The user question, provided at the end of the prompt, directly impacts the LLM’s response generation process. While there are differing opinions on where to place the question within the prompt, our observations have shown stronger performance when placing the data/facts at the top and the pre-question and question at the bottom.

By meticulously crafting each element of the prompt, developers can maximize the potential of LLMs in their applications, ultimately delivering more accurate, engaging, and user-friendly experiences for end-users.
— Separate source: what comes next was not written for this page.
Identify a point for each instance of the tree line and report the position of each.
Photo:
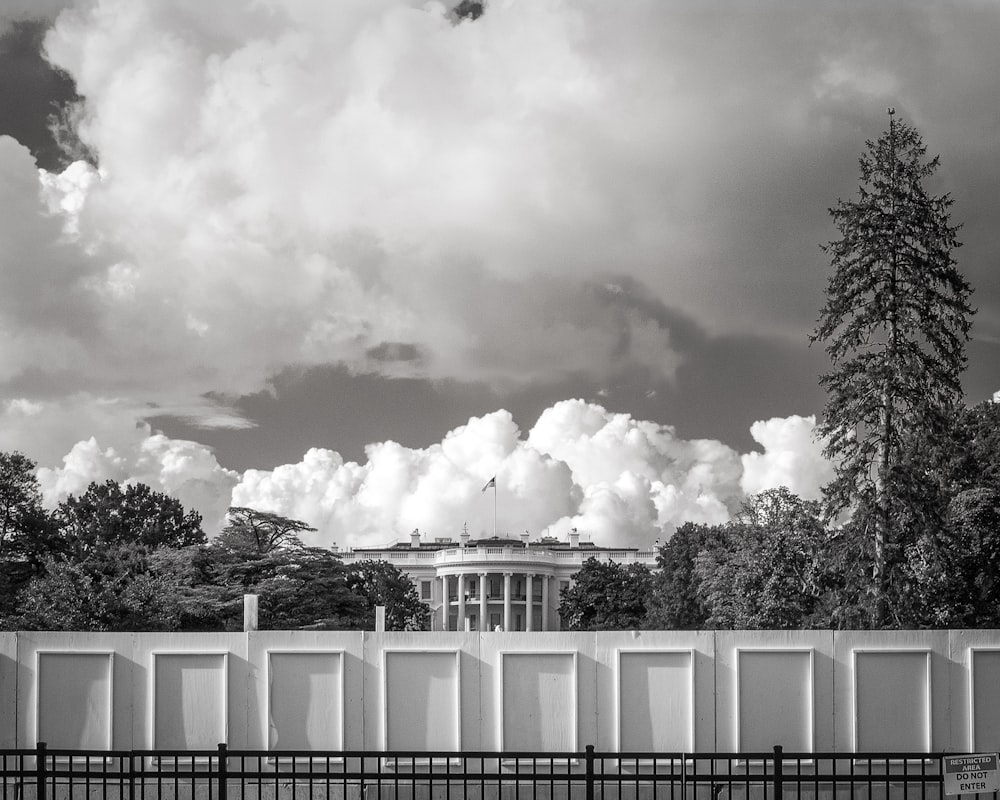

  • Human Intervention: None

Facts Used:

  • Designing for LLM (large language model) driven applications should focus on the various elements of the prompt to the LLM
  • The prompt should be broken down into the following 4 elements: system message (bot identity and personality), the augmentation (data and facts) which is used to answer the question, the pre-question prompt used for steering the response output style and format, and finally the user provided question itself.
  • The system message should be designed to give the LLM responses a personality or tone for responses. If you want a professional tone with technical expertise, build that into the system message. Same if you want a more conversational, irreverent tone to the outputs.
  • The augmentation piece is critical for RAG (retrieval augmented generation) use cases. This is where you add your text chunks or distilled facts with context, so that the LLM can answer the question authoritatively. The smaller the parameter count of the model (ie mistral-7b) the more important it is to have the correct data or facts in the prompt and as little irrelevant data as possible. Optimize your chunking and recall strategy to get the biggest wins here.
  • The pre-question prompt is usually something like “Answer the following question using the facts above:”, which is a great starting point. You will need to modify this prompt to steer the model away from things like talking about the facts, or revealing it’s system message or sticking to JUST the facts provided and nothing else. This is also the place you specify the output format, if you want JSON or XML you ask for it here. You will spend some development cycles iterating on this part of the prompt to get the best possible outputs. This is your steerability.
  • The question itself is provided by the user and gets quoted into the prompt as the final step. There’s some arguments in the industry to put the question up at the top of the prompt, but I’ve observed stronger responses by laying out the prompt with the data/facts at the top of the prompt and the pre-question and question at the bottom.